Race and Data: Race as a Predictive Factor

“Hi Siri - what’s the weather today?”

“Okay Google, is there life on Mars?”

“Alexa, add toothpaste to my cart.”

It is hard to argue that data and technology have not fundamentally changed our day-to-day lives, in many ways for the better. Therefore, the growing application of data in the social sector has created general excitement across various stakeholders - government officials, service providers, and philanthropic partners. From assessing policy decisions to determining resource allocations, the use of data and evaluation is slowly becoming the norm rather than the exception.

At Third Sector, we partner with state and county governments to enhance how social services are contracted, aligning funding to the achievement of positive life outcomes. As part of this movement towards greater outcomes orientation, data access and evaluation have been a core tenet of our theory of change. Access to data has allowed us to evaluate the unmet need across jurisdictions, identify the characteristics of the intended beneficiary population, and define outcomes that help us quantify impact for the community.

At a quick glance, you are probably thinking this sounds great; we should all strive to be more data-driven. However, similar to how we are susceptible to availability bias in decision-making, there is an overreliance on accessible data in evaluation which exacerbates the following issues:

  • Machine Bias: More than 60 American police departments have adopted a form of “predictive policing” to guide where police patrol, whom they target, and how crime is investigated. Even with efforts to control for racial disparities, machine bias can distort policing and build upon historical data that contains human prejudices through the omission of key data fields.
  • Barriers to Inclusive Participation: For individuals to fully participate in state or federal data collection efforts (e.g., U.S. Census), they must trust the government. Consequentially the lack of trust has led to an underrepresentation of historically marginalized communities which inadvertently create biased counts that are used to form policy decisions.
  • Human-encoded Bias: With the growing reliance on artificial intelligence, it is easy to assume that unbiased data will produce reliable and trustworthy results. However, it is important to remember that algorithms are designed by humans who bring prior experiences and contextual beliefs. As a result, the biases embedded in the questions asked and the data used are inadvertently codified in the analysis.
  • Inattention to Culturally Sensitive Metrics: The data collected tend to reflect the needs and wants of the individuals designing the dataset. For most administrative datasets, the designers generally assume the perspective of the government and their measures of impact or compliance needs. If the community has different conceptions of success, those viewpoints are often left out.

Given the existence of structural biases in datasets and an inadequate attention to inclusion, Third Sector is in the process of taking the time to critically examine how we can be more deliberate when working with data in our local communities. Whether you have been to the doctor, filled out a customer survey, or applied for a loan, you have probably come across a question related to your race or ethnicity. Although these fields are usually optional, they are often times readily available in datasets and therefore, commonly leveraged when evaluating events, services, or ideas. Correlations of outcomes with race can reinforce stereotypes, justify differential policing, or create other negative effects. Not only do we need to exercise caution when distinguishing between correlation and causation, but also continue to ask “why” and seek out other factors even when those data elements are harder to access. For example, de facto neighborhood segregation creates surrogate measures of race in geography. Correlates, such as this, obscure the degree to which race is a predictor of negative outcomes. Thus, we must be careful to avoid unintentionally continuing to over-rely on available data.

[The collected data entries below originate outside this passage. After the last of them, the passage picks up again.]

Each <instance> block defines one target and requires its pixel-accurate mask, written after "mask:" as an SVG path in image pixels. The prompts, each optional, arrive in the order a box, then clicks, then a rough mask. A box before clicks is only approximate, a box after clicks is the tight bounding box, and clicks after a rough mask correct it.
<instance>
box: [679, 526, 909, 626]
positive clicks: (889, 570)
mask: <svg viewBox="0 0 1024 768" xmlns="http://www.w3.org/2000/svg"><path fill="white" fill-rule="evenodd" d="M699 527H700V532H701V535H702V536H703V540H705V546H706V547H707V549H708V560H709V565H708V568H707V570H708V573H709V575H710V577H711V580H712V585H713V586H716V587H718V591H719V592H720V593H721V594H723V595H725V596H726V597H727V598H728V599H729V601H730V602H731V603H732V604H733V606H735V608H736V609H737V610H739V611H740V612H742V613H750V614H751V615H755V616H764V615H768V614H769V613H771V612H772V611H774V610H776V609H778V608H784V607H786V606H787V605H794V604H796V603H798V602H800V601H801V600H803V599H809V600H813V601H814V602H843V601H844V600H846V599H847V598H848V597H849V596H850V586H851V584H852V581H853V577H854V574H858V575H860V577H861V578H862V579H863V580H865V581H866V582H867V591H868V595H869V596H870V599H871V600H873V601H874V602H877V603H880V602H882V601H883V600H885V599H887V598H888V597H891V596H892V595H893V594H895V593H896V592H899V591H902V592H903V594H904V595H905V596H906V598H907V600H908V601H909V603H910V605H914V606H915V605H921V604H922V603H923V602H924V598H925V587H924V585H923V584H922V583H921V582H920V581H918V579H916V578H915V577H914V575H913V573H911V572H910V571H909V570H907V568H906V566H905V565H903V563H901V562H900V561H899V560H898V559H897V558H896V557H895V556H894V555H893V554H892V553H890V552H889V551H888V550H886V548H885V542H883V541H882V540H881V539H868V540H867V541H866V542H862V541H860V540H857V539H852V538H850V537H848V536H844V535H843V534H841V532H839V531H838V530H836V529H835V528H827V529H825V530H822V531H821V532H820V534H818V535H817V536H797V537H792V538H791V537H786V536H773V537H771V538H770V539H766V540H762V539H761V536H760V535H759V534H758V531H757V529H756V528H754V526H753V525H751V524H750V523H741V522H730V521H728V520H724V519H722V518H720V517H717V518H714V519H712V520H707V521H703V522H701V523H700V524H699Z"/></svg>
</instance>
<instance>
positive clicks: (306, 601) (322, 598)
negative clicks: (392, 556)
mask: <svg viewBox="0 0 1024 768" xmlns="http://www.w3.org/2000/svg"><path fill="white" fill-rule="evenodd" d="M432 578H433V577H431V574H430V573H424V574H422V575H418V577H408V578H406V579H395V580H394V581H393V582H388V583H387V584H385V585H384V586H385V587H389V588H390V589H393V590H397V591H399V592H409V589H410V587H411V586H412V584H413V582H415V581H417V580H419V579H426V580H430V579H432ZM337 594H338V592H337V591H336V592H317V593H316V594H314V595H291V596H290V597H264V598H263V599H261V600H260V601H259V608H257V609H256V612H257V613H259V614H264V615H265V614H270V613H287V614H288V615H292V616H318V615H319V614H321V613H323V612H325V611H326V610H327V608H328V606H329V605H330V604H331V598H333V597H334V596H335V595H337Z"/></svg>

This past year, Third Sector has made a commitment to diversity, equity, and inclusion (DEI) by deliberately thinking about the role of DEI in shaping our organizational identity, as well as its implications on our work in the field. As part of this three-part series, the next two blog posts will dive deeper into how we are applying the lessons we have learned about balancing intentionality with impact, especially as it relates to broadening our scope, disaggregating data, and embedding community voice.